Ben Henschel, Editor-in-Chief of The Harbinger, speaks out against the proposed policy at a July 8 school board meeting. Shawnee Mission School District / YouTube

UPDATE: The Shawnee Mission School Board in Kansas unanimously approved a policy on Aug. 12 that set lawful parameters for what student media in the district can and can’t publish. 

The final policy is a revision of an initial proposal introduced in July the school board that would have allowed administrators to censor any student publication if they deemed any material to be against the “educational mission” of the school. This initial policy drew criticism from students, the Student Press Law Center, American Civil LIberties Union and others who believed it violated Kansas law.

The approved policy only allows for censorship of student media “if the material is obscene, libelous, slanderous, creates a material or substantial disruption of normal school activity, or interferes with the operation of the school,” which is aligned with language in the Tinker v. Des Moines case that was decided by the Supreme Court in 1988.

Shawnee Mission School Board Member Patty Mach said the revised policy was “almost exactly” the language  suggested by the American Civil Liberties Union of Kansas. Fellow board member Mary Sinclair said it “retains the language of the ACLU agreement verbatim.”

All district administrators were required to undergo First Amendment training by the ACLU of Kansas as a condition of the April settlement in a lawsuit filed by students against the school district over actions taken against students who staged a “March for Our Lives”  walkout in 2018. In addition to ending the rally and punishing some protestors, the camera of a student journalist was confiscated.

The training was held during a two-day leadership retreat for Shawnee Mission administrators over a week before the Aug. 12 board meeting. Mach says several board members attended.

Student Press Law Center Senior Legal Counsel Mike Hiestand wrote a letter to the school board with guidelines on how to write a lawful student publications policy in July, which he said were similar to what the ACLU of Kansas suggested.

“So, we put together a letter with our suggestions, and they pretty much adopted those,” he said. “The ACLU recommendation was pretty much in line with what we were suggesting, too.” 

8/8/2019 Kansas school board revises proposed publications policy in response to student journalists’ concerns

KANSAS —  The Shawnee Mission School Board has revised a proposed student publications policy following opposition from student journalists and First Amendment advocates. The policy will have a second reading with any final revisions during an August 12 school board meeting.

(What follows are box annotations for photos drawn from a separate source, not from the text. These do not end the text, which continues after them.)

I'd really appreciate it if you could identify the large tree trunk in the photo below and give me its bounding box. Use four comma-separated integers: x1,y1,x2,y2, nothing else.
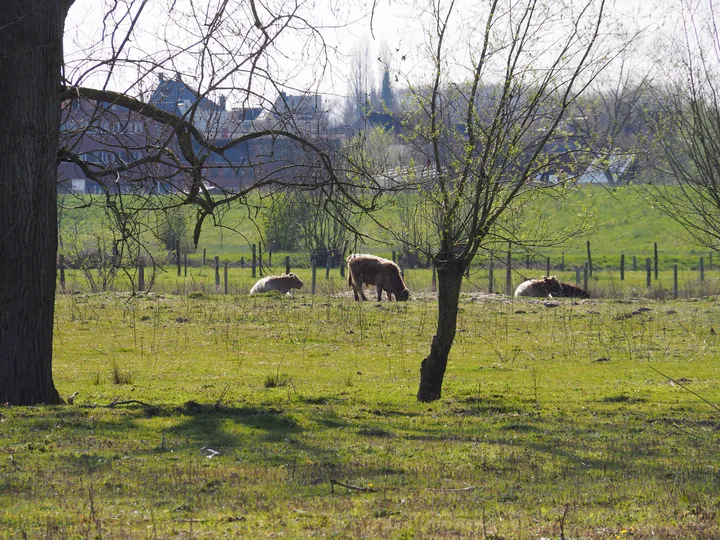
417,263,464,402
0,0,69,405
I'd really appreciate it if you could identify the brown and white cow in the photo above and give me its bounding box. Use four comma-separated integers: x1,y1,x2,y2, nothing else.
347,253,410,302
250,273,303,294
515,276,590,298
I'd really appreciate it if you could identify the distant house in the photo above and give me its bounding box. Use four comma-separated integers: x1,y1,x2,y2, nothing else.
350,111,403,135
58,76,338,193
149,74,230,135
270,92,328,136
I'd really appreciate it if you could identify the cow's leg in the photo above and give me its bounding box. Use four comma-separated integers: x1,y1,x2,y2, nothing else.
352,281,360,302
348,265,367,302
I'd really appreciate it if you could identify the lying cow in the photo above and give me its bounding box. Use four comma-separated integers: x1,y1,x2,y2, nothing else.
515,276,590,298
348,254,410,302
250,273,303,294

The initial draft would have allowed school administrators to censor any student media if they found it was against the “educational mission” of the school. Now, the proposed policy only allows censorship “if the material is obscene, libelous, slanderous, creates a material or substantial disruption of normal school activity, or interferes with the operation of the school.” It can be read in its entirety here

Student Press Law Center Senior Legal Counsel Mike Hiestand sent a letter to Superintendent Mike Fulton in July, noting “any publications policy should have three fundamental goals: (1) clearly informing students, publications advisers and school administrators of the boundaries of their respective rights and responsibilities, (2) creating a mechanism for encouraging the highest quality student journalism, and (3) complying with the law.”

“The school district should be very proud of Shawnee Mission School District’s student media.” Hiestand said in an interview. “Its [journalism] programs are nationally known and respected as amongst the strongest in the country. It would be a shame to create unnecessary obstacles or a climate that prevents SMSD’s young journalists from practicing the sort of meaningful and credible journalism they are known for.”

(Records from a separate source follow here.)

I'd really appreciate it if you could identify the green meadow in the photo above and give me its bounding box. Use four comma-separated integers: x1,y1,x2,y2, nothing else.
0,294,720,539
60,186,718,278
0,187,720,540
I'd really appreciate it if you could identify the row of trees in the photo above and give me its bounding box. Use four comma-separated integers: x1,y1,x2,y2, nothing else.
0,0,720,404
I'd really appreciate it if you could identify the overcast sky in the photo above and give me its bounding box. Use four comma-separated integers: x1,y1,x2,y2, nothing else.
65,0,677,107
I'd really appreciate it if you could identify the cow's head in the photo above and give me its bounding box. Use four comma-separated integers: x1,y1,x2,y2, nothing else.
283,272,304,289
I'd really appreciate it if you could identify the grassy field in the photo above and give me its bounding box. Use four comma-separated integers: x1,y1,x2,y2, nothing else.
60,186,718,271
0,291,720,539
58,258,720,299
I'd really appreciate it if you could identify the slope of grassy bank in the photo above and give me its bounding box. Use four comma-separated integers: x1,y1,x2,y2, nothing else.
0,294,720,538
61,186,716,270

Ben Henschel was one of three student journalists who spoke against the initial policy during a July 8 school board meeting. Henschel, a senior and the co-editor-in-chief of The Harbinger at Shawnee Mission East High School, was concerned the policy was too broad and could allow administrators to censor anything they were unhappy with.

“Some of our principals have been trepidatious when approaching some of our articles, and they’ve requested for certain things to be taken down to bolster their image,” Henschel said.

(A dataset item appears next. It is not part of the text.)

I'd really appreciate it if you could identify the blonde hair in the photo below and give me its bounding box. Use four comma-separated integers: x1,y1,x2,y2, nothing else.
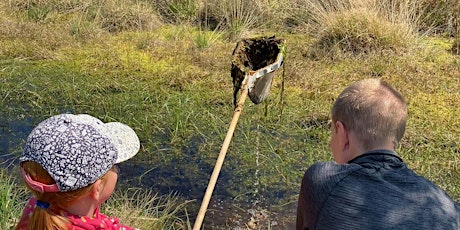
331,79,407,150
16,161,107,230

But because of the 1992 Kansas Student Publications Act, The Harbinger has been able to keep controversial stories up even when administrators voiced discomfort with them. Kansas is one of 14 states with laws that protect the rights of student journalists.

Henschel said that after talking to members of the school board, he learned the language in the original policy was not created to censor traditional student newspapers, but an underground publication that was circulating around campus. The Eastonian was a non-school sanctioned newspaper with content that many students and faculty members found offensive. However, the proposed policy language would have extended to all student publications.

This is not the first time the Shawnee Mission School District, near Kansas City, has come under fire for restricting student journalists. In June 2018, the American Civil Liberties Union of Kansas filed a lawsuit against the school district after a student journalist’s camera was confiscated at a March For Our Lives walkout at Shawnee Mission North High School in April 2018. The district settled with the plaintiffs in April 2019, under the condition they would implement a policy that protects student journalists’ rights to be at events that are open to the student body and to not have their reporting equipment confiscated.  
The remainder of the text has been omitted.